Research

Working Papers

Spend or Invest? Analyzing MPC Heterogeneity Across Three Stimulus Programs

https://papers.ssrn.com/sol3/papers.cfm?abstract_id=4270518

Abstract: I employ data gathered by an account aggregator app covering the universe of user transactions to study the effects of three waves of stimulus checks on U.S. households’ investments, consumption, and savings. I analyze within-person variation in consumption sensitivity showing that higher liquidity and debt levels lead to smaller consumption responses. Using relative timing of stimulus and tax refunds, I illustrate the role of liquidity. Lastly, I estimate marginal propensities to invest and show a strong effect on market participation. There is a significant gender gap in the use of funds for investment.

Retail Investors’ Cryptocurrency Investments, with V. Pursiainen

https://papers.ssrn.com/sol3/papers.cfm?abstract_id=4270518

Abstract: We use transaction data gathered by a large fintech firm to study retail investors’ investments in cryptocurrencies. Crypto investors tend to be young, male, high-income, and live in wealthy urban areas with high levels of self-employment and low levels of altruism. Crypto investments are positively associated with stock investments and the use of robo-investing apps, as well as with gambling and the use of round numbers. Net flows into cryptocurrencies are negatively correlated with short-term past returns but positively with longer-term ones. Historical high and low price points also seem to matter. Personal initial experiences of crypto returns at adoption affect subsequent crypto investments. Investors exhibit little market timing ability, but controlling for the time of entry, women do better and stock investors worse.

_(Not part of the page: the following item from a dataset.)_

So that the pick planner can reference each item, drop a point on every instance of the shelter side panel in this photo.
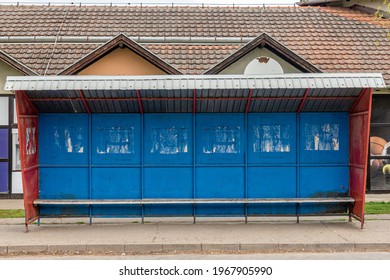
(324, 160)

Targeted Monetary Policy, Dual Rates and Bank Risk Taking, with F. Barbiero, M. Dimou, and L. Burlon

https://papers.ssrn.com/sol3/papers.cfm?abstract_id=4170361

Abstract: We assess whether central bank credit operations influence the size and composition of bank credit in a negative interest rate environment. We exploit confidential information from the newly established European credit registry to capture bank lending conditions and bank risk taking. For identification, we use high-frequency reactions of bank bonds around the announcement of the April 2020 recalibration of the ECB’s Targeted Longer-Term Refinancing Operations (TLTROs). We find that the credit easing measures had a strong positive effect on bank credit, even when controlling for possible confounding factors. The increase in lending was not accompanied by excessive risk-taking, especially for banks with low intermediation margin, that is, those that were poised to benefit the most from TLTROs’ borrowing rates below the interest rates on central bank reserves.

Beyond the Headline: How Personal Inflation Exposure Shapes Households’ Financial Choices, with C. Basten and M. Kukk

https://papers.ssrn.com/sol3/papers.cfm?abstract_id=4270518

Abstract: Using unique account-level data from a high inflation period in Estonia in 2005-11 and interactive fixed effect estimation, we find individual consumption to depend on personal beyond national headline inflation. Foreign shocks to selected goods’ inflation affect disproportionately households with greater consumption basket weights on these goods and make them increase consumption by an extra 1.3% per percentage point of higher inflation exposure, financed with more net borrowing. Indebted households respond stronger, consistent with a debt depreciation effect. Resulting extra demand for goods with higher inflation can reinforce inflation, letting future inflation depend on its current distribution.